La richiesta è stata depositata da Giampaolo Vietri, consigliere di Fratelli d’Italia nell’assemblea di via Gentile, che torna a occuparsi della apertura ai voli di linea passeggeri dell’aeroporto di Grottaglie.
Il riferimento
La richiesta nasce anche alla luce degli ultimi dati disponibili, tanto che Vietri sottolinea: «Il report di marzo evidenzia un aumento dell’8 per cento del traffico passeggeri in Puglia: questo dato impone una nuova riflessione strategica sul sistema aeroportuale regionale e sull’opportunità di ampliare l’offerta attivando lo scalo ionico».
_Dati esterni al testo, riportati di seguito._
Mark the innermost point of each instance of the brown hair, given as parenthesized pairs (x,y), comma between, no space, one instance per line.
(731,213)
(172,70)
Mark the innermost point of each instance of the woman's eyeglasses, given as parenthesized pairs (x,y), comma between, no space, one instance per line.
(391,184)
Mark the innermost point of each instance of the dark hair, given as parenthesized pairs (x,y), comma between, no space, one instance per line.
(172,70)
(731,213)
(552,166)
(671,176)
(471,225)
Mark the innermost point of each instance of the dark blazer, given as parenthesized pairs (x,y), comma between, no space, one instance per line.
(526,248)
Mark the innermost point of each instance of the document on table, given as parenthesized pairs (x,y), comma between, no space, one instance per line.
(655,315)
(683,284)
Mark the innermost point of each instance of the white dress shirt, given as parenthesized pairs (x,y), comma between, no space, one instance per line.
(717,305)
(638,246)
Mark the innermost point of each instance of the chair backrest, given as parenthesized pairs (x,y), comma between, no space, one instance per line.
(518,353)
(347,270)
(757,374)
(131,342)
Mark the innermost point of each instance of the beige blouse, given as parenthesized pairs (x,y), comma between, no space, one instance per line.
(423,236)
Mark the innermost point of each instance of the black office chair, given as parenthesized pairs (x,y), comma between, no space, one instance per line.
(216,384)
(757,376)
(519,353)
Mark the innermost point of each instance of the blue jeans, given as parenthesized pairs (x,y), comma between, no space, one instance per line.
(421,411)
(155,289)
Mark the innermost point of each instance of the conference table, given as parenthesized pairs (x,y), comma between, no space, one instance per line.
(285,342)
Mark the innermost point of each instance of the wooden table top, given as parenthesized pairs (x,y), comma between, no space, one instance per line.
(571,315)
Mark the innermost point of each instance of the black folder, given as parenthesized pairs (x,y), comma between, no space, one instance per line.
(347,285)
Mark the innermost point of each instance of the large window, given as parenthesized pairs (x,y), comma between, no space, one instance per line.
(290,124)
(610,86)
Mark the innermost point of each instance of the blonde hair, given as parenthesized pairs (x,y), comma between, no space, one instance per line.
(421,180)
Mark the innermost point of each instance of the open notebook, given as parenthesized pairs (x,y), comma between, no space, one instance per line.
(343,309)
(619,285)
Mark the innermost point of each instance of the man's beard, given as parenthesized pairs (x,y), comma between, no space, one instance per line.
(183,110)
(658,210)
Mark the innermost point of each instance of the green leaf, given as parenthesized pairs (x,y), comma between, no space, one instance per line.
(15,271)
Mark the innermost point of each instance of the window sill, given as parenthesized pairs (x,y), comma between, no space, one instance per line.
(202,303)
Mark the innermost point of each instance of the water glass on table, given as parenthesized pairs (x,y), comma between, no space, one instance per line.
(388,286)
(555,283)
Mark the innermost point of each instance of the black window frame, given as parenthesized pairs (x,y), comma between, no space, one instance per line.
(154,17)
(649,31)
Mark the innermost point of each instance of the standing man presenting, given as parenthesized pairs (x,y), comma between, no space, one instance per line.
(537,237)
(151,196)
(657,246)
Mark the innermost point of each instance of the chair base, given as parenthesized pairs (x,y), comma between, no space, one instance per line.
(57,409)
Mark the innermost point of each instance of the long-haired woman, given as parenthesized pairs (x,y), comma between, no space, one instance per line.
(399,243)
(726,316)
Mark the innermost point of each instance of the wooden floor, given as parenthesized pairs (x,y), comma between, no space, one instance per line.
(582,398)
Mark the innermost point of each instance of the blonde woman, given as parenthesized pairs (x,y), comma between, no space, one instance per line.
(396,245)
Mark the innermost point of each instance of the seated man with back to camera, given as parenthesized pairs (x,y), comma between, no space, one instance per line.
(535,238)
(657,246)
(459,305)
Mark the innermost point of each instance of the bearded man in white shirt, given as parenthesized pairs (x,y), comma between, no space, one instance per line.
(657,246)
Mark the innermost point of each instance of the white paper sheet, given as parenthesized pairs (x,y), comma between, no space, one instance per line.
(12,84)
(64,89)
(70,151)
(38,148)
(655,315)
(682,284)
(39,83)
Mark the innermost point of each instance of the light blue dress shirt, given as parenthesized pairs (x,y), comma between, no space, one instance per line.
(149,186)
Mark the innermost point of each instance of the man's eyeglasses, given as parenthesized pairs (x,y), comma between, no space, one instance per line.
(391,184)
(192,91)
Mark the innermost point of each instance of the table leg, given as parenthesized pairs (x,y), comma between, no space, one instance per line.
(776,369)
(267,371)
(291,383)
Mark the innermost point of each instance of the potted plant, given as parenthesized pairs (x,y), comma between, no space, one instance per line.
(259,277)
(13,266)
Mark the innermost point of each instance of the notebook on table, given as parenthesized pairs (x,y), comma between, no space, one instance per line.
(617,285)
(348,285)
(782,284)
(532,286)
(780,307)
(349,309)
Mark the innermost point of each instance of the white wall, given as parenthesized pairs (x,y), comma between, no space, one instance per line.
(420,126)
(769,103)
Inoltre, l’aeroporto di Grottaglie, rientra negli scali di continuità territoriale e tale condizione rafforza ulteriormente le motivazioni a sostegno della sua apertura al traffico passeggeri, «peraltro potrebbe servire il territorio jonico della Basilicata che naturalmente guarda a Taranto» fa notare Vietri che aggiunge: «In questo contesto lo scalo di Grottaglie rappresenta una risorsa concreta e immediatamente valorizzabile. Da qui a breve saranno completati i lavori di ammodernamento dell’aerostazione, mentre la pista – tra le più lunghe d’Italia – è già pienamente operativa. Sussistono inoltre manifestazioni di interesse da parte di investitori privati, elementi che rendono realistico l’avvio dei voli passeggeri commerciali di linea».
«Taranto chiede risposte concrete. Le condizioni ci sono: infrastrutture, domanda potenziale e interesse da parte di investitori. Ora è il momento delle decisioni», conclude Vietri sottolineando: «Per queste ragioni ritengo fondamentale avviare un confronto chiaro e trasparente in sede istituzionale, al fine di comprendere se esista una reale volontà politica da parte della Regione Puglia di procedere in questa direzione.